Demographically, differences were noted between these results and the research literature. While these participants were not athletics, gender-specific differences were not identified, neither were age differences. Education and age did tend to decrease the relevance of superstitions, which varies from the conclusions of research by Ramezani et al. (2016) and Torgler (2007). The relevance of each superstition to clinical practice varied, yet the ability of these participants to articulate any superstition as relevant correlates to an atmosphere of acceptance. Positing that, if a superstition is relevant to one’s clinical practice, the behavior described in the item would occur. Acting on a superstitious belief has not been linked to care outcomes, rendering these activities harmless to the patient, yet beneficial to the care provider.

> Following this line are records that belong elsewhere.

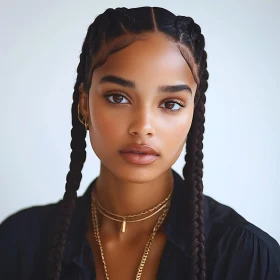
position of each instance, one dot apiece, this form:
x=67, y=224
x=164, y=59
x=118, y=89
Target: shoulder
x=26, y=221
x=24, y=239
x=239, y=247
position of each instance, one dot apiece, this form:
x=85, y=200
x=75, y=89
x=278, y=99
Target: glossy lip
x=139, y=154
x=140, y=149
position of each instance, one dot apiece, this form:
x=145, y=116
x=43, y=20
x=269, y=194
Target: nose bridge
x=142, y=121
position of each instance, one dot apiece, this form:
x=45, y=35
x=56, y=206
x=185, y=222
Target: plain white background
x=40, y=47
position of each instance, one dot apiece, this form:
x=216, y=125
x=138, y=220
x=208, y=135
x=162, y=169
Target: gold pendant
x=123, y=226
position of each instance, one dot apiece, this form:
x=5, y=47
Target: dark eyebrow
x=130, y=84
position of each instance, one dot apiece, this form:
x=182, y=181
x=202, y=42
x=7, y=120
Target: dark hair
x=111, y=31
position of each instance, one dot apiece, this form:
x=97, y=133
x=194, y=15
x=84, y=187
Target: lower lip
x=138, y=158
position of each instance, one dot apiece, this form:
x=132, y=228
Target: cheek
x=105, y=127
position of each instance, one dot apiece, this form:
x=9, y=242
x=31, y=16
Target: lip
x=139, y=154
x=137, y=148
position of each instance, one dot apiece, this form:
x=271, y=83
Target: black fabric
x=235, y=248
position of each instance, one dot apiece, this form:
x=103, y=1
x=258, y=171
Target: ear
x=83, y=102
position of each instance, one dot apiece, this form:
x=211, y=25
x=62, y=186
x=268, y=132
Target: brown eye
x=115, y=98
x=169, y=105
x=173, y=106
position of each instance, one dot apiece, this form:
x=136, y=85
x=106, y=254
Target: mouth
x=138, y=158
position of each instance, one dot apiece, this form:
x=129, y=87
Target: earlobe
x=83, y=102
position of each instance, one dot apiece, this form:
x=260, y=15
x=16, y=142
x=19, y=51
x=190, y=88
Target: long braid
x=193, y=171
x=98, y=44
x=73, y=178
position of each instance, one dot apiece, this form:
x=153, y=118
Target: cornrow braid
x=110, y=32
x=73, y=178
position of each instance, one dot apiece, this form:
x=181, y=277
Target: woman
x=140, y=92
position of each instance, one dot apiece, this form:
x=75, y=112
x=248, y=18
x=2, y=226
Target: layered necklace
x=96, y=206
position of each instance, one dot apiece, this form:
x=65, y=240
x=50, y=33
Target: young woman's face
x=120, y=114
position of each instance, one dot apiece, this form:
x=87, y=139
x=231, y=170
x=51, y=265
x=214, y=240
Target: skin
x=142, y=117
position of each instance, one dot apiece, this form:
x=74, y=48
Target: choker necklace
x=127, y=218
x=94, y=207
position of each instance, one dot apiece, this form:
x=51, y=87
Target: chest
x=123, y=260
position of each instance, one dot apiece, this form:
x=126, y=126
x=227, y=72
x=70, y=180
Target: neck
x=126, y=196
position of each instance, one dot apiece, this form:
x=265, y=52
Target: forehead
x=151, y=56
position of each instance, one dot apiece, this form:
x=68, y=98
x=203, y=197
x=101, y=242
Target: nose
x=142, y=123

Institutional policies, specifically those that guide the placement of equipment, care interventions, communication between the care provider and the patient, and/or when forms or packets should be readied, should remain flexible. This flexibility supports the care providers’ need for superstitions to provide a psychological cognitive benefit. As coping mechanisms, superstitions are culturally specific and have documented effectiveness for understanding events that cannot be controlled. If their use during the COVID-19 pandemic provided a therapeutic benefit for direct care providers, and any perceived control over the challenging circumstances, superstitions should be embraced and supported.